Web Scraping from 0 to hero: data cleaning processes
And where to perform it: inside your scraper or in your database?
In the latest post of this course “Web Scraping from 0 to Hero” we extracted some data from the HTML code of websites using selectors, doing a quick benchmark between XPATH and CSS.
Once we extracted the text we needed from the HTML, the task of getting usable data was still not over.
Just think about in how many different formats a price can be written: with or without the thousands separator, which could also be a comma or a dot, with a currency symbol or not, and so on.
Also, descriptions could have some new line characters inside them and we want to reduce them to only one line.
We need to standardize country and currency codes from different websites, in order to compare different extractions.
In other words, we need a process of data cleaning and standardization, and there are two approaches for it: clean the data in the scraper or after loading data in a database.
Both processes have pros and cons, but before diving into them, let’s see an example of a web data quality process.
The data quality process for web data
Let’s consider the data already scraped, so we’re using a database to ingest the results of our scrapers.
Splitting the scraping phase from the data quality one makes the writing of the scrapers more straightforward and light since all the data cleaning will be done lately, usually on a database via SQL.
You don’t have to care about the formats of the prices you’re scraping, there is no need to add more packages like Panda to this task, less code to write, and less time spent on the debugging of the scrapers.
On the other side, this means you need to add a database to your tech stack, and this could be an overshoot if you’re planning to scrape only a few websites.
An example of a data quality process using a database
The first step of this process is, of course, loading the just extracted web data inside your database.
The tools to use and the cleaning process vary widely from the type of data you’re extracting: large unstructured strings will require a different database, while structured data can be loaded on an SQL one, and this is the case that requires most rules.
In a typical structured data feed, let’s say product prices from e-commerce, we usually have these steps:
clean numeric fields like prices and quantities
clean string fields like product descriptions
validate fields like URLs or products, to check if we’re scraping correctly
standardize fields like currency codes and country codes
only after all the previous steps, publish the data for the final user
Let’s make an example of a pipeline of e-commerce pricing data that lands on a SQL database.
We start by loading the output of the scraper as raw text data mapped in an SQL table with the same data structure.
After that, we try to clean data, like numeric fields, using regular expressions: in the case of the prices, all the different ways we can write a price, also including the currency (1.000 EUR 1,000.00 1000€) become a decimal number (in this case 1000.00).
This is usually done via regular expressions in SQL, sometimes also in more than one step.
The second step is to standardize data coming from different websites and countries: let’s say that our country column requires the 3-digit ISO code, we’ll have to map all the different ways we encounter a country to the standard format.
Since a country can be called in different languages and formats, the values we’ll encounter could be several dozen but not an infinite number, and this task could be done via the so-called lookup tables.
Whenever we encounter a new value for a country, we write it on the first column of the two available in the lookup table.

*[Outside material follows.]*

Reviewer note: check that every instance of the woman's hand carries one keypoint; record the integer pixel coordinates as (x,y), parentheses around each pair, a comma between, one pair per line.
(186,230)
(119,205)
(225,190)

In the second one, we’ll manually define what’s the correct ISO code for that string.
Of course, this process is maintainable because we have a finite and not-so-large array of values we can encounter per country.
After this phase, we can have a look at the data that went out from the standardization phase and check if there’s everything we expect:
Are e-mail addresses formatted correctly?
Are the products’ URLs valid?
Is there any empty field?
Inside the fields that required standardization, did every value get mapped to the standard one?
All these checks can be made using queries in SQL and could be linked to some alerting system, so you can have everything under control and find any issue before it’s too late.
Last but not least, after the scraped data passes all these quality checks, we can load it to a final table, containing only safe and usable data, which can be shared with the final user in whatever format you need.
As you can see, the process for making the web data just scraped usable is long and needs different steps to be taken, and it remains similar even if you want to keep it inside your scraper rather than on a database.
The Data Quality process embedded in a scraper
If we choose to perform the data quality process during our scraping phase, the steps we need to take remain more or less the same but their implementation change.
Let’s say we’re using Python to scrape a website, we have some libraries like Price-Parser that solve the formatting issue for prices contained in strings.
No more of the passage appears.